Through a season of untroubled ease, the lives of these five move with a ritualized grace until, one night, a ragged, starving black American street man breaks into the house. And, in a single moment, with Valerian's perverse decision not to call for help but instead to invite the man to sit with them and eat, everything changes. Valerian moves toward a larger abdication. Margaret's delicate and enduring deception is shattered. The butler and his wife are forced into acknowledging their illusions. And Jadine, who at first is repelled by the intruder, finds herself moving inexorably toward him--he calls himself Son; he is a kind of black man she has dreaded since childhood; uneducated, violent, contemptuous of her privilege.
As Jadine and Son come together in the loving collision they have both welcomed and feared, the novel moves outward--to the Florida backwater town Son was raised in, fled from, yet cherishes; to "her sleek New York; then back to the island people and their protective and entangling legends. As the lovers strive to hold and understand each other, as they experience the awful weight of the separate worlds that have formed them--she perceiving his vision of reality and of love as inimical to her freedom, he perceiving her as the classic lure, the tar baby set out to entrap him--all the mysterious elements, all the highly charged threads of the story converge. Everything that is at risk is made clear: how the conflicts and dramas wrought by social and cultural circumstances must ultimately be played out in the realm of the heart.
Once again, Toni Morrison has given us a novel of daring, fascination, and power.
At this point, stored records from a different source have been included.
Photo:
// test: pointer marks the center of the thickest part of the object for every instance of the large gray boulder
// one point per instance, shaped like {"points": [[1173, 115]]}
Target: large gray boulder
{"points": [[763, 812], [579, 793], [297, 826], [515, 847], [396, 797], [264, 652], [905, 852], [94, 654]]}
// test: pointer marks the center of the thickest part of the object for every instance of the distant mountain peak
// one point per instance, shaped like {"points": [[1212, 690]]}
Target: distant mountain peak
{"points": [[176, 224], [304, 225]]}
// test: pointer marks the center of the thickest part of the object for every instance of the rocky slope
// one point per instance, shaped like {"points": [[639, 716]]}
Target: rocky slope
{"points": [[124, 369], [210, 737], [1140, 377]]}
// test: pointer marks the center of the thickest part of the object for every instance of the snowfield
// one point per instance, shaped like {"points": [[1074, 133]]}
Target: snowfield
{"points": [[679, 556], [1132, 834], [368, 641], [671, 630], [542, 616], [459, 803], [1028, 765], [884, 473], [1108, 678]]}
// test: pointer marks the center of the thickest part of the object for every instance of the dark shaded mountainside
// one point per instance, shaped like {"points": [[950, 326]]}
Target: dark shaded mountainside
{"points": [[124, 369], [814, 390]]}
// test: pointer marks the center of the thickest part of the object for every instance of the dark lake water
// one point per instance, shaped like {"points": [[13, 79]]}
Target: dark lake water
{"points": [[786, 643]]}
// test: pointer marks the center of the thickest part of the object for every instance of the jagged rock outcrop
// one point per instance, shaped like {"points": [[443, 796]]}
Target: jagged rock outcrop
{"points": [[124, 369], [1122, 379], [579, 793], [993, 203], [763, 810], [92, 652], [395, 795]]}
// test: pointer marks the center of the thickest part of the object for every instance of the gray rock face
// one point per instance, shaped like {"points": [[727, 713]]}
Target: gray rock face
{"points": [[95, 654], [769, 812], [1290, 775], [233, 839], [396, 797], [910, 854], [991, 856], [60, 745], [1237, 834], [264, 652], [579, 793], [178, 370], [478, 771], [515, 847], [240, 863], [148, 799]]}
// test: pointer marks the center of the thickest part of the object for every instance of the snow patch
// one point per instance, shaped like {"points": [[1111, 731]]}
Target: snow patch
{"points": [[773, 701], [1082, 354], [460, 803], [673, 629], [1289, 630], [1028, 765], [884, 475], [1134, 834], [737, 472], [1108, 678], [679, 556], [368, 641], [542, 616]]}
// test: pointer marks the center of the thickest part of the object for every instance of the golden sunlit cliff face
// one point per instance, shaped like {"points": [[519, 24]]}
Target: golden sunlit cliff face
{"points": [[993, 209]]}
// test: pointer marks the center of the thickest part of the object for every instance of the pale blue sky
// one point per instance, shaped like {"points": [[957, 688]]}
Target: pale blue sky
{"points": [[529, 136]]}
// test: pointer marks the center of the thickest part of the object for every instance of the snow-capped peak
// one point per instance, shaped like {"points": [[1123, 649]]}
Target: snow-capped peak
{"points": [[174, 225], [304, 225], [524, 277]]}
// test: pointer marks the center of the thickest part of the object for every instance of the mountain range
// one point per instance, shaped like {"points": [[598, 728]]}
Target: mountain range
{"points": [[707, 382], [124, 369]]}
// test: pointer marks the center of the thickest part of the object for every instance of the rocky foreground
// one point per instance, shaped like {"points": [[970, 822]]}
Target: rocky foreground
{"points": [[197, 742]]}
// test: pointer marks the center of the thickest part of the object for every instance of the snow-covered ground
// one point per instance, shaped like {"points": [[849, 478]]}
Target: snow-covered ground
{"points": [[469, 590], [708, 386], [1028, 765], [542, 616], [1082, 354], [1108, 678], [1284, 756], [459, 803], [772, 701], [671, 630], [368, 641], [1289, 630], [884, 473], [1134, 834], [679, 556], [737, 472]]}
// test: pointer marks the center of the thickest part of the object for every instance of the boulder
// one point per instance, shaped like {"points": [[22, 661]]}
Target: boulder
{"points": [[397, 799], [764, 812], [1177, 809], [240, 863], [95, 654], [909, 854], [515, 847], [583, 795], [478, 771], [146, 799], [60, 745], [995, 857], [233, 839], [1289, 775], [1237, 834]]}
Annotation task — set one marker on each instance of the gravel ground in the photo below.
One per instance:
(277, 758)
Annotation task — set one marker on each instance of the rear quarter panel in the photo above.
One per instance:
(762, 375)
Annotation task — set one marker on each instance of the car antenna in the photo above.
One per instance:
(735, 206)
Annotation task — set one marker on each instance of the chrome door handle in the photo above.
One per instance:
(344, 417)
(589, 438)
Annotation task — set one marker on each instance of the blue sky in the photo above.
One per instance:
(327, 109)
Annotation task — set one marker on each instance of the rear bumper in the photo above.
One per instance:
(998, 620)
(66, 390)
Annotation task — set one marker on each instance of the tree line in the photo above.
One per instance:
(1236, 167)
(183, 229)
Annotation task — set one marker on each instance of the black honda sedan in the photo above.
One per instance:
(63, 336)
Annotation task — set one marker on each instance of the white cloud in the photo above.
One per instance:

"From the Hardcover edition.

Reviews (4)

Tar Baby

Written by Diane on July 24th, 2007

  • Book Rating: 3/5

I did listen to the whole book, but the story didn't seem to have a point. The ending was very incomplete, not wrapping the story for any of the characters. Morrison is certainly poetic, but the novel was neither interesting or thought provoking.

Tar Baby

Written by Lisa Parker on June 28th, 2005

  • Book Rating: 3/5

I didn't even listen to this selection, because the 1st CD didn't hold my interest. That never happens. I didn't like that at all.

TAR BABY

Written by Anonymous from Ridgeland, MS on March 8th, 2005

  • Book Rating: 2/5

I listened to this book, I don't like when I read books or listen to books and the ending is not clear. If you like unfinshed books or stories this is a book for you.

Tar Baby

Written by Angela Jones on December 18th, 2004

  • Book Rating: 3/5

This story was filled with the difficulties that we all face in new relationships and long term marriages. It demonstrated degrees of love and lust. It is an easy listen.

Author Details

Author Details

Morrison, Toni

"Born Chloe Anthony Wofford, in 1931 in Lorain (Ohio), the second of four children in a black working-class family. Displayed an early interest in literature. Studied humanities at Howard and Cornell Universities, followed by an academic career at Texas Southern University, Howard University, Yale, and since 1989, a chair at Princeton University. She has also worked as an editor for Random House, a critic, and given numerous public lectures, specializing in African-American literature. She made her debut as a novelist in 1970, soon gaining the attention of both critics and a wider audience for her epic power, unerring ear for dialogue, and her poetically-charged and richly-expressive depictions of Black America. A member since 1981 of the American Academy of Arts and Letters, she has been awarded a number of literary distinctions, among them the Pulitzer Prize in 1988."